Publié le 07 Juillet 2023



Avec le développement des énergies solaires et éoliennes et l’électrification de nos usages énergétiques, la manière dont nous consommons, mais aussi celle dont nous transportons et répartissons l’électricité produite vont connaître de profondes transformations. Ainsi, un des leviers pour réussir à faire coïncider production d’énergie renouvelable et consommation d’électricité est de jouer sur le décalage temporel des pics de production et de consommation propres à chaque zone géographique. Un réseau électrique maillé, plus étendu géographiquement, créé cet effet de « foisonnement » qui va permettre de lisser les fluctuations locales de la production et de la consommation d’électricité. Ce faisant, le réseau électrique joue un rôle central pour permettre de réduire la puissance électrique maximale à installer, limiter le recours aux énergies fossiles d’appoint et optimiser l’exploitation du parc de production, avec d’importants gains économiques et environnementaux à la clé. Cette extension géographique passe notamment par le développement des interconnexions, qui connectent entre eux deux réseaux électriques distincts.

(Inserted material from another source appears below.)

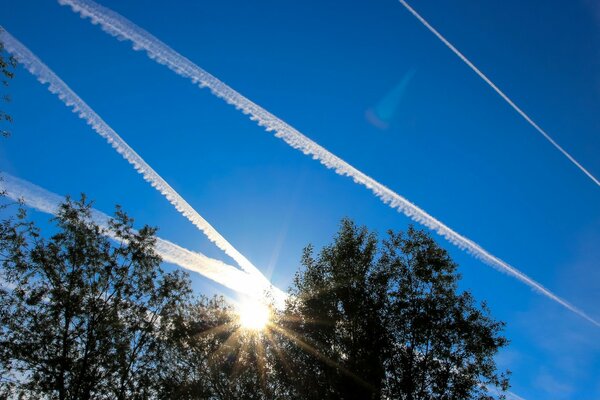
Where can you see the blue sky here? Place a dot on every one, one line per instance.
(452, 146)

Projection d’un supergrid européen – University College of Dublin, 2022

Les interconnexions comme le transport d’électricité sur de longues distances font appel à une technologie en particulier : le courant continu haute tension (CCHT ou plus généralement HVDC pour high voltage direct current). Alors que la plupart des réseaux électriques fonctionnent aujourd’hui avec du courant alternatif, l’accélération de la transition énergétique provoque un regain d’intérêt pour ces lignes HVDC, qui facilitent le partage d’électricité entre pays, voire entre continents, contribuant ainsi à pallier l’intermittence des énergies solaires et éoliennes. Avec le développement de l’éolien offshore et des énergies marines, les lignes en courant continu ont aussi un clair avantage sur le courant alternatif.

Les nouvelles applications de la technologie HVDC

Les premières lignes en HVDC sont nées dans les années 50, en Europe. Mais pour développer le réseau électrique, on leur a traditionnellement préféré le courant alternatif (AC) qui permet de modifier très simplement le niveau de tension ou de couper facilement et immédiatement le courant en cas de besoin. Le courant alternatif est aussi le courant produit par les traditionnelles machines tournantes des centrales électriques.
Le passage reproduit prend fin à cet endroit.